The Tribunal also noted that the Code of Conduct for the Credit and Debit Card Industry (Code of Conduct) was released by the Minister of Finance and adopted by the payment card networks, Issuers and Acquirers in April 2010. The Tribunal noted that "the extent to which this Code of Conduct may be classified as ‘voluntary’ is very much in doubt," as at the time of its adoption, the credit card industry faced the choice between the Code and even more stringent regulation.1 The Tribunal further observed that "[t]he Code has all the hallmarks of a regulation."
In summary, the Tribunal held that even had the Commissioner satisfied the resale requirement of section 76, or had the Tribunal been wrong in this interpretation of section 76, the Tribunal would nevertheless have refused to exercise its discretion to issue an order sought by the Commissioner.
The decision represents an important development in Canadian competition law. It represents the first case brought under the amended section 76, which has clarified the scope of the resale price maintenance provision. In particular, the decision unequivocally holds that to fall within the scope of this section, a respondent must sell the same or a substantially similar product as the product sold by a downstream reseller. Influencing the price at which a person sells a different product does not engage this section. This interpretation of the resale price maintenance rule accords with its statutory purpose and its economic rationale.

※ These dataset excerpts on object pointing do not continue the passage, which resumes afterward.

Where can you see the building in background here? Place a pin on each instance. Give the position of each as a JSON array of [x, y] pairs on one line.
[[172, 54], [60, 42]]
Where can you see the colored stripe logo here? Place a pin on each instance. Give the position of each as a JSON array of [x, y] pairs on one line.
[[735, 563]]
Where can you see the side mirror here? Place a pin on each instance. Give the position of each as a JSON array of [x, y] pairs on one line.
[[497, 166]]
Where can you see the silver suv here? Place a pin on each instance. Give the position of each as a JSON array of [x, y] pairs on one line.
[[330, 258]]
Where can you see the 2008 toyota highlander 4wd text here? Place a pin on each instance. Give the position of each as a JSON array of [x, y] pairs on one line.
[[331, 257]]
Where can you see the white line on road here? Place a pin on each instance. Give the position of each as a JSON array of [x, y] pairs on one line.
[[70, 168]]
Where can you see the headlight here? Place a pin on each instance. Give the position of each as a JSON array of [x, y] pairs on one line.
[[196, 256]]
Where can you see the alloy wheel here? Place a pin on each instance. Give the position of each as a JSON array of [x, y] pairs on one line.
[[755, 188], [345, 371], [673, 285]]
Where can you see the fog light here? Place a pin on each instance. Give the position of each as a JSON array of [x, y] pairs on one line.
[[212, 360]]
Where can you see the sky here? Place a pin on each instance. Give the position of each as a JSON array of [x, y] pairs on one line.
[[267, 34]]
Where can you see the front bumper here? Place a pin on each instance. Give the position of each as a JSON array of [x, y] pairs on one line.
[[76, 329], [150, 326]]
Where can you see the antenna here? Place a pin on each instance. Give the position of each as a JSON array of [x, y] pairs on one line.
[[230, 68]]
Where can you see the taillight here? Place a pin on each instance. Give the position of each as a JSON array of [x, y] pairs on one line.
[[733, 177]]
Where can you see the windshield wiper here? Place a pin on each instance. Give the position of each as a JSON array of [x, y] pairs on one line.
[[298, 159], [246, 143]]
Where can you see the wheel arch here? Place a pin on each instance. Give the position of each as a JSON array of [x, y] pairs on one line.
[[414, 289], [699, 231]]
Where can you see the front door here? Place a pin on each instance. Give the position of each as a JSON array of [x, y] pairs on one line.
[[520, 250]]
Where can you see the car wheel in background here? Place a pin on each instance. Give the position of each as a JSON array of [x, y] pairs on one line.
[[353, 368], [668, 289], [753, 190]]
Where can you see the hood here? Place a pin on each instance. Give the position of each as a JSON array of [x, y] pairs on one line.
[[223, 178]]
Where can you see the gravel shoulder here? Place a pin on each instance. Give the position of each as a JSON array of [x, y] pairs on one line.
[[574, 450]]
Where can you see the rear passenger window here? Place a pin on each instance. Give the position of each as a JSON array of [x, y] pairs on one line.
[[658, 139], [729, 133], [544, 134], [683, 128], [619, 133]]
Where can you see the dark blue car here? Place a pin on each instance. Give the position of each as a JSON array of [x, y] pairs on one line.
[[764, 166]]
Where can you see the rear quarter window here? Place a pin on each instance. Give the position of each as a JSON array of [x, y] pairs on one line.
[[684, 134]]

The decision also recognizes the inherent complexity of the Canadian payments system, of which the credit card industry represents an increasingly important part. It recognizes the multifaceted nature of this industry and the broad effect it has on the Canadian economy which defies simple solutions. The large number of stakeholders, and the unpredictable adverse effects a change in one part of the system may have on another part, preclude the regulation of competition within the credit card industry by judicial fiat.